Aunt Amelia’s Ledger

With additional research by Justin Bur

Some of my female ancestors are almost invisible. They got married, had children and left no other traces of their lives. But a few left paper trails such as letters, journals and drawings. My two-times great-aunt Amelia Josephine Bagg (1852-1943) was one of them. Married twice but with no children of her own, she became deeply involved in the family real estate business.

Amelia was the third of the five children (one boy, four girls) of Montreal landowner Stanley Clark Bagg (SCB) and his wife, Catharine Mitcheson Bagg. The children grew up in the family home, Fairmount Villa, near what is now the corner of Sherbrooke and St. Urbain streets. There, they had a big garden to play in and no doubt a nanny to care for them when they were little and a governess to educate them.

Unlike many women of her time and class, Amelia found the opportunity to use her education.

St. Urbain Street, corner Guilbault. These houses were built on land purchased from the Bagg family. Photo from Google Street View

SCB had inherited several large properties on the Island of Montreal, extended along the west side of St. Lawrence Street (now busy Boulevard Saint-Laurent). During his lifetime, this was agricultural land and, although he was trained as a notary, SCB made his income by leasing his properties to farmers.

He died unexpectedly at age 53, in 1873, when Amelia was just 21. SCB named his wife and her brother (who was a Philadelphia lawyer) as executors of his estate.1 Son Robert Stanley Bagg (RSB), a recent law graduate from McGill University, took on the responsibility of managing it. Over the years, the widowed Catharine and her daughters had a great deal of input into decisions about the estate, with Amelia being the daughter who took the greatest interest.    

Around the end of the century, Montreal grew rapidly. Business leaders developed new industries, founded banks and built railways, and immigrants arrived to fill newly created jobs. Property belonging to SCB’s estate could now be divided into lots and sold to people who wanted to build homes or invest in rental housing. Around 1890, some legal hurdles prevented the family from selling the most valuable properties, however, the family managed to resolve these problems. That will be a story for another time.

Ledger kept by Amelia Mulholland. McCord Stewart Museum. https://collections.musee-mccord-stewart.ca/internal/media/dispatcher/261758/preview p. 5

With these issues resolved, Amelia and her siblings divided up some of the land and became owners of lots that they could sell or buildings they could rent out themselves. Amelia became an independently wealthy woman.
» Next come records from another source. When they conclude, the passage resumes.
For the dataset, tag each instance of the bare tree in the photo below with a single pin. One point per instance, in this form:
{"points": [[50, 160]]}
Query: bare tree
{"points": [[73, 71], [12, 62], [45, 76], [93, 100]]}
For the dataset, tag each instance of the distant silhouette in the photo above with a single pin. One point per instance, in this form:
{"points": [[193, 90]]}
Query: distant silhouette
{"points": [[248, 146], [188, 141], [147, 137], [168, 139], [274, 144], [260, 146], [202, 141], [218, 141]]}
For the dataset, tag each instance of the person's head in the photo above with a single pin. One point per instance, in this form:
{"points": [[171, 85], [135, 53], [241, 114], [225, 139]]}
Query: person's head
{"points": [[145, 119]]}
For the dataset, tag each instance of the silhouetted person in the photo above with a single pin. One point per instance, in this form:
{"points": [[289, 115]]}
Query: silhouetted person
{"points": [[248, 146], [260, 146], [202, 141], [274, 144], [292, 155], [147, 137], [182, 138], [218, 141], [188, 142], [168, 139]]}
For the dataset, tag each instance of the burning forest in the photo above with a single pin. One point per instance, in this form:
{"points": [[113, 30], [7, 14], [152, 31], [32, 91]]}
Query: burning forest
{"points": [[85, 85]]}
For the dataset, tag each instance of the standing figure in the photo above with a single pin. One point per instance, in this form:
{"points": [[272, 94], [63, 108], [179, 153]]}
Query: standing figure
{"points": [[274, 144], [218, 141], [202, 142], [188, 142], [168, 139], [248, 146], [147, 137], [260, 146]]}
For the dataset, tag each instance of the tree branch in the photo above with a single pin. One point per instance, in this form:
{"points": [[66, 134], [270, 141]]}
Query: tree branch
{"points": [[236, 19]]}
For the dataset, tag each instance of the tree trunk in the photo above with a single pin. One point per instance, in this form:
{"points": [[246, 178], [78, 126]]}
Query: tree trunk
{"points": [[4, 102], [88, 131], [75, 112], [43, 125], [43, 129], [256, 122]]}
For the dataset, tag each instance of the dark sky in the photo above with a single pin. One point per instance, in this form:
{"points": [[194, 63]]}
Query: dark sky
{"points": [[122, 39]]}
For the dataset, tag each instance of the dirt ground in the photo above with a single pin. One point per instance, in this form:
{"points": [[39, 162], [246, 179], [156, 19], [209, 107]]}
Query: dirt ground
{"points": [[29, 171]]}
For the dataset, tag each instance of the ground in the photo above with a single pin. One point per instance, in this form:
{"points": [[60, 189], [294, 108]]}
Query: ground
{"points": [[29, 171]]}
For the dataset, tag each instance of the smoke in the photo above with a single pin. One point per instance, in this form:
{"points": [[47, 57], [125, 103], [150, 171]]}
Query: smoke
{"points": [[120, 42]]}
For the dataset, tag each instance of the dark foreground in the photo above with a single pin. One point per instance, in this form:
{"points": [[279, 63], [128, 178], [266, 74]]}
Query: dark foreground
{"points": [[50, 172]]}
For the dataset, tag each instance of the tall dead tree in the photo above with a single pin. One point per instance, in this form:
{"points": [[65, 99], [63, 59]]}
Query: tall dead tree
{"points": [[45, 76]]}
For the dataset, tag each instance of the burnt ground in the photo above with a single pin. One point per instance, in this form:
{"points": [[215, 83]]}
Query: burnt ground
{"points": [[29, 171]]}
She also developed an interest in the details of the family real estate business, keeping track of land prices, interest rates and other factors influencing real estate sales. In the fall of 1890,2 while her brother took his wife and children on an extended trip to England, Amelia coordinated decisions on new property sales. She wrote to ask for his advice and to bring him up-to-date on family news.3

Amelia’s letter to her brother, Robert Stanley Bagg. McCord Stewart Museum, Fonds Bagg, Correspondence, p. 43

“Fairmount, Nov. 6th

“My dear Brother,

“I thought I would write and tell you that we are about to sell some lots on the ‘Clark Estate’ but I do not know whether you will be quite satisfied or not. They are twelve lots on St. Urbain Street, from Guilbault St. down, and we are taking 50 cents “en bloc” for the twelve lots. I know that you said 60 cents per foot for single lots but as this is for twelve lots we thought perhaps it was better not to lose the sale.4 Bob said that you told him we could take less than the price named, and McMann said he was selling lots of Park Avenue for 45cts.7 I hesitated for a long time as I did not wish to make a sale that you would not approve, but Kate was in favor of selling, so also was Bob, and Helen and I did not know what to do….5

“Vipond has paid his interest today which I will deposit in Merchant’s Bank. Thomson has not yet paid but I had sent him another bill before hearing from you. Of course for the present all money both interest and capital will be deposited in the bank, but when you return we think it would be better for us to draw the interest and leave only the capital in the bank.….”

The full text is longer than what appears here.